Models are good at the outer shell; engineering lives inside
Three observations are worth pulling out of the run.
Almost every model gets the silhouette right. From a distance the parts look like the parts. Cross-section or top view tells a different story — threads vanish, fillets read as 0, draft angles round to nothing. Models see outline, not geometry, and most of what makes a part buildable lives inside.
The day-to-day of CAD work is editing, not authoring. No engineer sits down and writes a part from scratch. Our code-edit task is the hardest of the four, harder than image → code by a clear margin, and it’s the task closest to how CAD is actually used. The biggest gap between current LLM capability and what production needs lives in that single task.
Families don’t transfer the way intuition suggests. Fine-tuning on gears helps with gears and surprisingly little with springs. Gears and splines visibly share helix and pitch geometry, but the model doesn’t cluster them that way — it learns surface-level patterns, not the engineering taxonomy. That’s the other face of “small models can’t learn formulas”: there’s no abstraction “mechanical part” inside the model, only “thing that looks like this.”
What still isn’t right
The biggest open issue is the 0.6 IoU weight. Voxel IoU measures “how many voxels match,” not “how much engineering content matches.” An M8 bolt’s threads occupy maybe 5% of its volume, but without them the bolt is unusable. essential_pass is the backstop today; a proper part-aware weighted IoU would be more elegant and I don’t have a clean version of it.
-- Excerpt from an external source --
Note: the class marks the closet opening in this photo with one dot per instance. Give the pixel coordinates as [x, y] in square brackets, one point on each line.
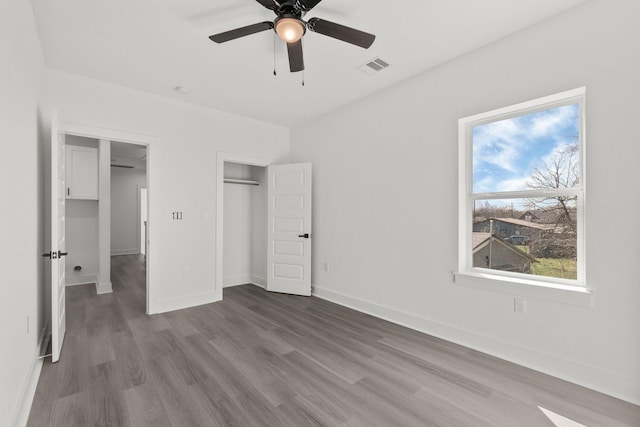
[244, 225]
essential_pass itself doesn’t scale. Hand-writing it for 106 families is doable; opening that to thousands of families and the per-family table becomes unauthorable. The CADLoop follow-up attacks the data side instead — an agentic pipeline that auto-repairs near-miss programs around the IoU ~0.8 boundary so the right operations get exercised — feeding cleaner SFT pairs to whatever model trains against it, rather than replacing essential_pass.
The distance from “looks correct” to “engineering-correct” isn’t constant either. For simple parts (blocks, plates) the gap is small and IoU 0.9 means buildable. For complex parts (gears, threaded fasteners, bearings) the gap is large and IoU 0.95 can still be wrong. The final score’s relationship to engineering value is nonlinear and the weights don’t fully reflect that. N/A handling has the same flavor — marking chair and table N/A and rescaling by ×1.25 reads as fair but effectively turns those families into an IoU-only sub-leaderboard whose noise contributes disproportionately to the headline.
Code-edit is the last hole. It’s the production form of CAD work, but currently only judged on final-geometry IoU, so a model that regenerates the whole file and lands a high IoU still wins. A diff-aware metric is the next thing to add.
Leaderboard and submission: project page. Paper: arXiv:2605.10865. CADLoop (CVPR-W 2026) is the follow-up — an agentic data pipeline built on top of BenchCAD that pushes ~91% Re-Act-pass programs up to IoU ≥ 0.99 SFT pairs. It’s dataset-side; it doesn’t change the metric.